Yuvi, this may or may help for Android which I think did some slightly different stuff in page saving.


In the application's Library/Caches folder there is a sqlite file 'Databases.db', which contains meta-information about the websql tables that the PhoneGap-based app used.

In its 'Databases' table, the 'origin' field maps to a subdirectory of Library/Caches, such as 'file__0'. 'name' holds the app-given table name, in our case 'historyDB' or 'savedPagesDB' which is the fun one! And finally the 'path' field maps to a filename of yet another sqlite database file that actually contains the table, with cute names like '000000000000000001.db'.
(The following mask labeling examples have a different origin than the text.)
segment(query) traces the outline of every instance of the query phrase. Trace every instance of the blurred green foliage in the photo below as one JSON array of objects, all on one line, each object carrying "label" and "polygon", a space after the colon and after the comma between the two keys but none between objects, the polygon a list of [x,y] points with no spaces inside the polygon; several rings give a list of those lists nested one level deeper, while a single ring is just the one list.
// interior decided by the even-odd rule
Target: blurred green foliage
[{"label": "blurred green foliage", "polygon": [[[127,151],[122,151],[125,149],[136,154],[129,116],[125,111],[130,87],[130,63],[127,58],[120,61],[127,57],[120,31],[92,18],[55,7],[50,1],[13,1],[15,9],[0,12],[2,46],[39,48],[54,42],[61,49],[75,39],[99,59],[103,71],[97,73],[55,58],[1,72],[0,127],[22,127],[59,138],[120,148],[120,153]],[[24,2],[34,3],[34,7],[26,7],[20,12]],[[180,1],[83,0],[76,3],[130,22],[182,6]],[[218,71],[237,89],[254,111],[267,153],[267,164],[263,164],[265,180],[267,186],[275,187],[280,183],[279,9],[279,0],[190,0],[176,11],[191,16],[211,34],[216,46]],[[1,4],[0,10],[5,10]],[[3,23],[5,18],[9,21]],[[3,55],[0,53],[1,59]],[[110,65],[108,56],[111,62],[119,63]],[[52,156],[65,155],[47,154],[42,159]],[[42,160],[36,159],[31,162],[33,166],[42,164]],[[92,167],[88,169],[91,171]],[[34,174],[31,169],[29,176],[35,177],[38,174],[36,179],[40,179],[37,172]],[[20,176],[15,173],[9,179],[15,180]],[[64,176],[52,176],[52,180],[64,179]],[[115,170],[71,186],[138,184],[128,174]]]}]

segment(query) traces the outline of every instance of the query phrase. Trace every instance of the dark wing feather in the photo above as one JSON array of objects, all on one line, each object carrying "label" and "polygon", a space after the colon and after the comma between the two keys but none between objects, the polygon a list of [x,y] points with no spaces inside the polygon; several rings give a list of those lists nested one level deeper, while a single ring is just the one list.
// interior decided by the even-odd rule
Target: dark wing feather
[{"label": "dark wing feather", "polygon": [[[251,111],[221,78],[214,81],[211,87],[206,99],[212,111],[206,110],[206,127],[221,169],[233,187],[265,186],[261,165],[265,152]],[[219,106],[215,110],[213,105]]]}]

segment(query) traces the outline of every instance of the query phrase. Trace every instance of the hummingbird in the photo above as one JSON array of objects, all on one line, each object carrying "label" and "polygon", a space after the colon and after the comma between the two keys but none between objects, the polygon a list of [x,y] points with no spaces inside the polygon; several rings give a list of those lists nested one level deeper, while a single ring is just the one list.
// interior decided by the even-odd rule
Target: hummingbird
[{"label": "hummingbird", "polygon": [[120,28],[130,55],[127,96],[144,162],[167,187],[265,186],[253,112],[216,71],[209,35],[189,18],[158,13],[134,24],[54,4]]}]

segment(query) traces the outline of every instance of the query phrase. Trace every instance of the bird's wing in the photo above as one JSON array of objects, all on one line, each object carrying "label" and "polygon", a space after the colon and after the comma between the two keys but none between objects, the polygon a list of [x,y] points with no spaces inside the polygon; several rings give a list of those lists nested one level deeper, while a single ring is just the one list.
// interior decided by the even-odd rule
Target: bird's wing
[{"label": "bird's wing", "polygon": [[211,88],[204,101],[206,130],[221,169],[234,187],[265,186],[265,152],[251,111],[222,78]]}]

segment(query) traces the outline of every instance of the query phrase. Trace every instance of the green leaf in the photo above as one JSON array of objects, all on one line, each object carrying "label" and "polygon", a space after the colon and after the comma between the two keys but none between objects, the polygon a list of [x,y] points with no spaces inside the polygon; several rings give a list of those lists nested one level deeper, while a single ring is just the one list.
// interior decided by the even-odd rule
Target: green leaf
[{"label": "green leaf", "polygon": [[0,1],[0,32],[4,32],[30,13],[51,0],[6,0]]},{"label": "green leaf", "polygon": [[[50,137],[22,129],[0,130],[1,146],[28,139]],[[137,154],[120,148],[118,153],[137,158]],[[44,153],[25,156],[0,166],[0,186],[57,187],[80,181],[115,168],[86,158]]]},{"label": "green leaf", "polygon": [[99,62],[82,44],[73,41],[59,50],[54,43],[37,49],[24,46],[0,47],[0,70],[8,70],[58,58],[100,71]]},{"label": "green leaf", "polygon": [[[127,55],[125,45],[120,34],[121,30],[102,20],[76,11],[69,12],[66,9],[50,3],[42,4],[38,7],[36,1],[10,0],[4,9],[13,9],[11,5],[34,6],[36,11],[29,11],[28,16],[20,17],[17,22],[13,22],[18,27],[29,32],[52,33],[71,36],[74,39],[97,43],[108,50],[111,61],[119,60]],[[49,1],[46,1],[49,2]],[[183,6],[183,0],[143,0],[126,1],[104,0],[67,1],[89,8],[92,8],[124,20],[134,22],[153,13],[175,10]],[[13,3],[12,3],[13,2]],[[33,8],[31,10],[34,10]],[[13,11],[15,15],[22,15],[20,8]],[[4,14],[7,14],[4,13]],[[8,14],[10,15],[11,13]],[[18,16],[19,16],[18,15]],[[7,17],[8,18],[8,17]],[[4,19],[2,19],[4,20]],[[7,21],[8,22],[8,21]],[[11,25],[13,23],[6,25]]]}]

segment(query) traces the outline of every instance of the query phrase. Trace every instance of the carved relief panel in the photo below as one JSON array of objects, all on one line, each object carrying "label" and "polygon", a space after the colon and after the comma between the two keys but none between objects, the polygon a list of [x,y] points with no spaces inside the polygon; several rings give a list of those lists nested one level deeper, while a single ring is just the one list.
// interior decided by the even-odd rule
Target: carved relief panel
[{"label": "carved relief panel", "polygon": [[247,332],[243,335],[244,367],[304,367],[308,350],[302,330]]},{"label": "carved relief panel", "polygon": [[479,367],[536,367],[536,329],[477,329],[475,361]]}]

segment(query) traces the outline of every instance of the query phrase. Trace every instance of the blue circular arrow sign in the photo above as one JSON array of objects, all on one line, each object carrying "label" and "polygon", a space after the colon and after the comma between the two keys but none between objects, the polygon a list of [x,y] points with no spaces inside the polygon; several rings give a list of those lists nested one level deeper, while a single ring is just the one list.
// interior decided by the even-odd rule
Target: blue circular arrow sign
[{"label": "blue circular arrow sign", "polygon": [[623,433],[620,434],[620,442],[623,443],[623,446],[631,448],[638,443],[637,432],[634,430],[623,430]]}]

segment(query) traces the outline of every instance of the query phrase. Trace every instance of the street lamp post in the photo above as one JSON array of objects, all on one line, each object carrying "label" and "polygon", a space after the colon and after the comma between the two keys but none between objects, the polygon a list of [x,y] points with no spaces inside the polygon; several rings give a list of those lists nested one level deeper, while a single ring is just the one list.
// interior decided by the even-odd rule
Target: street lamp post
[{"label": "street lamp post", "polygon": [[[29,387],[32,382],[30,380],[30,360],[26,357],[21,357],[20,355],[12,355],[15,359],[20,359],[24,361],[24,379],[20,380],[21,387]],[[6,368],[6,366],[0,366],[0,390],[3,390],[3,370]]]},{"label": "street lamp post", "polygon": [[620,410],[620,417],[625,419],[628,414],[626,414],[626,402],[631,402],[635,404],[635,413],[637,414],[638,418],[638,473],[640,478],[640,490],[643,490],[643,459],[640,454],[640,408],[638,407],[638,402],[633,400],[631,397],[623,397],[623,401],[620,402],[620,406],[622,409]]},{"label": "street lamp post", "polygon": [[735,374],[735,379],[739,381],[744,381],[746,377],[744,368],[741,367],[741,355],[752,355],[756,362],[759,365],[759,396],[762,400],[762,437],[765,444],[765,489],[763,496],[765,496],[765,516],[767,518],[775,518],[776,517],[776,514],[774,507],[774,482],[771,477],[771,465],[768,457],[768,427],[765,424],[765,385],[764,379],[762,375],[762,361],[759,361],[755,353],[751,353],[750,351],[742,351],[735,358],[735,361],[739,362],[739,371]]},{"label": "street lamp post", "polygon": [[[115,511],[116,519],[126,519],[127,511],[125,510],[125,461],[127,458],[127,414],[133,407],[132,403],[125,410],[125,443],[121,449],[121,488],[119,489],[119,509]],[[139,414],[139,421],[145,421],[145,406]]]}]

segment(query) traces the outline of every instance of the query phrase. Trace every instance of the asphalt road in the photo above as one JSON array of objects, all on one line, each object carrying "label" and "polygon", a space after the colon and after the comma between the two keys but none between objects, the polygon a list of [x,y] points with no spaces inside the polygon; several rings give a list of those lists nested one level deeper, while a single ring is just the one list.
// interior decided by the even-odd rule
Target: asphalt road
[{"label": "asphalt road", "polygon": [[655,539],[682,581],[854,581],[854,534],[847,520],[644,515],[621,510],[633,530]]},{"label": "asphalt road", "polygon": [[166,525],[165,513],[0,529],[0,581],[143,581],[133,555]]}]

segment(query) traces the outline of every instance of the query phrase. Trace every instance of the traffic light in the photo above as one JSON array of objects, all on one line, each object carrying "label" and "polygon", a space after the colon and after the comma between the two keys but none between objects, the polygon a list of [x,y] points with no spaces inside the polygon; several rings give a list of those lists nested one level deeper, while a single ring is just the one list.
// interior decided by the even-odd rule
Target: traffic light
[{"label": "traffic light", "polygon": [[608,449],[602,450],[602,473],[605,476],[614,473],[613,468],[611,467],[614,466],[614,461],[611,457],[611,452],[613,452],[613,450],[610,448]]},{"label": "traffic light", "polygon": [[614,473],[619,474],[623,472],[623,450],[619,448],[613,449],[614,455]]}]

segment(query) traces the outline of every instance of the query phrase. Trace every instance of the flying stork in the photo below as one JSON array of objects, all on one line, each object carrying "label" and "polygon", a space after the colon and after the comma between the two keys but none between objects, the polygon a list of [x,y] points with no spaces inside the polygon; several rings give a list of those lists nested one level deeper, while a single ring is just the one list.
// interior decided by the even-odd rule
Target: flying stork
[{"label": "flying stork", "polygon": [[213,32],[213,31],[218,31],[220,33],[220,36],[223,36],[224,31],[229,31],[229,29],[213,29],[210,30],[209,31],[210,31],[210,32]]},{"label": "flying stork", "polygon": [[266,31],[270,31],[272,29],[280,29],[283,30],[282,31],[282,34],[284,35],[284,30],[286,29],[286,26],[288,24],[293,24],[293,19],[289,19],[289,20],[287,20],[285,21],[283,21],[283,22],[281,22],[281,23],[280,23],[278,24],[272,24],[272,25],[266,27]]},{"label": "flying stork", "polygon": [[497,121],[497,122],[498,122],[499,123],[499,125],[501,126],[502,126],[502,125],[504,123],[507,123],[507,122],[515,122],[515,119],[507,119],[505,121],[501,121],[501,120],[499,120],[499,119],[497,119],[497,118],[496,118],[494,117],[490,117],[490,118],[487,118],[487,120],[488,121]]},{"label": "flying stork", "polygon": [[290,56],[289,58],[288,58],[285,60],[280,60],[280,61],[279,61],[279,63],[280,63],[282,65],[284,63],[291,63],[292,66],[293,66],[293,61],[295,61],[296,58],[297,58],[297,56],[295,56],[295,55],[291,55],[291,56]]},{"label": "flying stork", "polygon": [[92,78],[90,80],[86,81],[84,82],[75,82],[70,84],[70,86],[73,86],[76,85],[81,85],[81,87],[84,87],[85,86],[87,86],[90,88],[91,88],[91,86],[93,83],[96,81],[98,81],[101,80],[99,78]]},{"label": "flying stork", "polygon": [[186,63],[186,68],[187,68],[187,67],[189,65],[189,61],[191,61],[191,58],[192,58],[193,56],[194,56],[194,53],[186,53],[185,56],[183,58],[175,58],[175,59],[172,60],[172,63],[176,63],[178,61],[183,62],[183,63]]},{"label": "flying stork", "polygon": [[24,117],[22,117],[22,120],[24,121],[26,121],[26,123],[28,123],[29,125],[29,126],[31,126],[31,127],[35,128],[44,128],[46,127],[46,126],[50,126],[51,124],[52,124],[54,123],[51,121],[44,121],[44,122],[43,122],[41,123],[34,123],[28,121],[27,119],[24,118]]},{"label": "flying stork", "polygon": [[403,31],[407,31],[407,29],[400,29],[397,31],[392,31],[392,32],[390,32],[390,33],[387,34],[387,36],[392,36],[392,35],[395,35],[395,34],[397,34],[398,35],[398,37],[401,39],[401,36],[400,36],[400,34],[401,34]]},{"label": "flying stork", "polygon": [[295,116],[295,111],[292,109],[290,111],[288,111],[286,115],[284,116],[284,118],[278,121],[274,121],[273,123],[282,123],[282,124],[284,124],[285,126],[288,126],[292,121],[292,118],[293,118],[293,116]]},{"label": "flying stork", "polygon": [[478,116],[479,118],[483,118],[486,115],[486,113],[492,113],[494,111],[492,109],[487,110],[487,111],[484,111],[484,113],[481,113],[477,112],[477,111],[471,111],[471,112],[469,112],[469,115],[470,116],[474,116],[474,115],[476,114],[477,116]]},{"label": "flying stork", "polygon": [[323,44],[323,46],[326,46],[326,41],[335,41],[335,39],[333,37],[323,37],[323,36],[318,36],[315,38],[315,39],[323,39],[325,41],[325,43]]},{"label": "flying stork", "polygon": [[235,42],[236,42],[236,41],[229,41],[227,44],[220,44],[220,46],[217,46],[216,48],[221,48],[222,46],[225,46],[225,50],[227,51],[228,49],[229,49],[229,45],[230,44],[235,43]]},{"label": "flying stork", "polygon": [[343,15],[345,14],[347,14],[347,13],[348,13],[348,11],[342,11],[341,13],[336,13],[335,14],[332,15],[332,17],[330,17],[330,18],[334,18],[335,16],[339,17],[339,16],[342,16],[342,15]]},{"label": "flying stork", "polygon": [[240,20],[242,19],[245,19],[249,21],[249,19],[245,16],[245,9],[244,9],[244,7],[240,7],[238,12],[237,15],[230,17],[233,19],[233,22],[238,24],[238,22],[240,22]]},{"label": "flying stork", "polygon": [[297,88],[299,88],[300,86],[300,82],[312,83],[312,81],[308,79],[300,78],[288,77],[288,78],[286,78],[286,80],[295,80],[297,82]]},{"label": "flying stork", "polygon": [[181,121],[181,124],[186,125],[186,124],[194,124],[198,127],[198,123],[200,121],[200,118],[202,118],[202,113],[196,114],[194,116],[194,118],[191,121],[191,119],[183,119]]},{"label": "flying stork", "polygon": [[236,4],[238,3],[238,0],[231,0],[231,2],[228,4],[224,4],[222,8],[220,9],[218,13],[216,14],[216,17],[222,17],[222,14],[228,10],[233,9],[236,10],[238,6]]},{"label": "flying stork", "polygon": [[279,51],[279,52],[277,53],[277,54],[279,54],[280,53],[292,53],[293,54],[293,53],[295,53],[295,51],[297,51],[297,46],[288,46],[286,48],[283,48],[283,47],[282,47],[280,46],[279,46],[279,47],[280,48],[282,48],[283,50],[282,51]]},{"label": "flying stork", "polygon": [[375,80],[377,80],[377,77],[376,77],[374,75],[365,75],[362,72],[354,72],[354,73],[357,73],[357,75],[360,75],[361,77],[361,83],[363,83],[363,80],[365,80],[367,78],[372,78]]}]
At least in the iOS version, the 'savedPagesDB' actual table appears to actually be a mapping from API urls to JSON blobs holding the page title, language, and format version.

The JSON data fetched from the API...? apparently is saved as a local file in the 'Documents' directory, with the filename being the hex md5 sum of the API URL.


So there's two main ways to go about this:

The first would be to just extract the saved title/language pairings out of 'savedPagesDB' value blobs, load those pages in sequence and run them through our new save logic. This probably needs to be wrapped with a progress bar and a way to cancel.


The second would be to try to actually migrate the saved data offline and save it into the new format. This might be ickier, and I would happily skip it, though working offline is always nice.